Hear That? – NaPo 2025 Day Twenty-Six

For Saturday’s prompt, I was to write a sonnet with the format of a song. So, not a proper sonnet. I used Edgar Allan Poe’s “Sonnet – Silence” as an inspirational guide or bridge to mine. My problem was that “The Sound of Silence” song by Paul Simon and Art Garfunkel, and the more recent version by the band, Disturbed, would not stop playing in my head.

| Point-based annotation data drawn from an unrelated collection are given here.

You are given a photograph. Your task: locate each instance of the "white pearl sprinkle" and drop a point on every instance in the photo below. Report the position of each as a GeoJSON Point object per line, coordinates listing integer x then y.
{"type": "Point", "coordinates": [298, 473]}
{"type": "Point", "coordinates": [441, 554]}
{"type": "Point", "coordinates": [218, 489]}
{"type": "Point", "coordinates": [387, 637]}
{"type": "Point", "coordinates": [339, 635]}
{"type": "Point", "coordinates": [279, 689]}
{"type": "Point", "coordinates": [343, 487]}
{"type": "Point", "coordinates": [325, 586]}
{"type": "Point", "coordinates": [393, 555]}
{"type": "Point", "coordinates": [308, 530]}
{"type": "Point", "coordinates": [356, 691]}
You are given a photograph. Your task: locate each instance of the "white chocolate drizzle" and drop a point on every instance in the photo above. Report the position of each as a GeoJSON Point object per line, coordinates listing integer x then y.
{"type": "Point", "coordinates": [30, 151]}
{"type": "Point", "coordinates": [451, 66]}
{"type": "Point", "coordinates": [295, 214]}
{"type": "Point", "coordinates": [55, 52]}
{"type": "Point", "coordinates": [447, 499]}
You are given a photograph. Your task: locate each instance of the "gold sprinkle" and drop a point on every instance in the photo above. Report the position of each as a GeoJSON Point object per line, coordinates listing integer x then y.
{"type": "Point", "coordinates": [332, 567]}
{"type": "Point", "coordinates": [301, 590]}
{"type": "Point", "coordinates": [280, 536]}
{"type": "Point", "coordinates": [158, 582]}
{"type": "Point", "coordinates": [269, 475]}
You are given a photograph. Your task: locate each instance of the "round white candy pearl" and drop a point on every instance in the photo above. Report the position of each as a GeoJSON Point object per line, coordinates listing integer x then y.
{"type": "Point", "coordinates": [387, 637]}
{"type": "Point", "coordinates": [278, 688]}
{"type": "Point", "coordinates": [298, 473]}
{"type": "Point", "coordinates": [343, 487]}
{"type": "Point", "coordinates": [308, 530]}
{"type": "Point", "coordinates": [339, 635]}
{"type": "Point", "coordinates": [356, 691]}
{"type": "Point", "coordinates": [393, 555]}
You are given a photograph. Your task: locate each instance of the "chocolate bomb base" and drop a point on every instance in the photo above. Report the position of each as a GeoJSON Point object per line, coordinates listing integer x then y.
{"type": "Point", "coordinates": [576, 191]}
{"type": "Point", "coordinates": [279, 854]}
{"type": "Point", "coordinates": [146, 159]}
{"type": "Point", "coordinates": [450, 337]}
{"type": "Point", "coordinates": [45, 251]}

I used a ten-syllable line structure and the ABBA, CDDC, EFFE, GG rhyme structure that Poe used, and likewise, I did not break out separate stanzas.


Let the Beat Go On

It is at a sound where a life begins
a sound there is but it we do not see.
In death, that silence there can only be.
It is in still silence where all life ends.
We awake to songs that we all can hear,
the smells, the tastes, and the good sights of life,
and thunder unheard marks the life of strife.
Then, this silence must have its place, my dear.
We live in life, until we bow to death.
The sound of silence that no one’s disturbed
the sounds of silence one has never heard,
with one last sound, upon our dying breath.
You hear the clap of echoes in my heart
it is alone we play our final part.


Look both ways because hearing loss in one ear confuses directions.
Mind the gaps and take care of all your senses.

NaPoWriMo 2023 (Day 9)

Today I was to write a sonnet. While allowed space regarding traditional sonnets, I was to keep with a general theme of “love.” I did not shoot for iambic pentameter, but I did manage ten syllables per line, except for the final two, which are nine and eleven, thus averaging ten. I made no attempt to rhyme.


I don’t think you understood love like me.
When I told Mom that you were a good man
Walking home after making arrangements
She balked. I understood and we agreed.

You had always been a difficult man.
With a world view no wider than the path
Of a tear rolling down my cheek or hers.
Coalminer tough and Irishman drunk.

Your mother died when you were only eight.
You were raised by a strict Scotsman father.
About him and you, you never told me.
He was your only father role model.

Now I wonder about me as a father,
And my wife as my children’s mother.


Look both ways in love and life.
Nobody is perfect and forgiveness is good.
But forgetting is optional.

 

*Click on the NaPo 2023 button to see the challenge and to read more poems (not all are on prompt).

NaPoWriMo April 2022 (Day 16)

Click the graphic to find the prompt page and more poems.

Today, I was to write a curtal sonnet. That is a variation of a (real) 14-line sonnet. Both are fixed verse forms with rhyming according to a prescribed scheme. I hope you’re not holding your breath.

A curtal sonnet is a curtailed or contracted sonnet. It has 11 lines with two optional rhyming schemes. I see it as a mathematical variation of a six and five (or four and a half) line reduced sonnet form. I consider any sonnet brief, so a curtal sonnet is a reduction of a reduced form. This may be the only one I ever write. Nothing said it had to be good.


By Reason of Conclusion

My search for some gods needs logical proof,
To arrive at most honest conclusions
From science I seek logical answers
To discover reality and truth.

Turn scripture from some reasoned confusion
Thumb through pages, bemusing all chances
None of this explains your absence of love
If my mind can manage not being so
Show me now please, your better solution.

Given you by a deity above
Now you know, I am a pro.


Look both ways because at the end of the day,
a poor poem beats nothing at all.
Mind the gaps.

S – Sonnet “Seeking the Truth” (NaPoWriMo #22)

This, my first sonnet, was difficult. It was also fun and I learned more about the challenges of writing poetic. I want to work more with meter and rhyme, but now’s not the time.

I attempted to write in the Shakespearean tradition of a sonnet, with 14 lines of 10 syllables each, with a rhyme scheme of abab, cdcd, efef, gg; and the iambic pentameter. Like we all know what that is, right? My humble apologies to the Bard for attempting such a sacred task. 

***

Seeking the Truth
by Bill Reynolds

In seeking the truth, I require some proof,
My goal to touch some real conclusion.
A quest to discover both reason and truth,
The turning of pages led to confusion.
Noble the search for answers not pallid,
From myth; if I am, then god must be too.
From science we ask, a source that is valid,
From faith of past, must it be now so true?
These are the chains of unfounded mystique.
None of this means any absence of love,
Admit to the truth, there’s no god to seek.
My freedom is not a power above.

I found this truth after seventy years,
Loving all others is more happy cheers.

***

Look both ways and you’ll see them coming.
Minding the gaps will keep your heart running.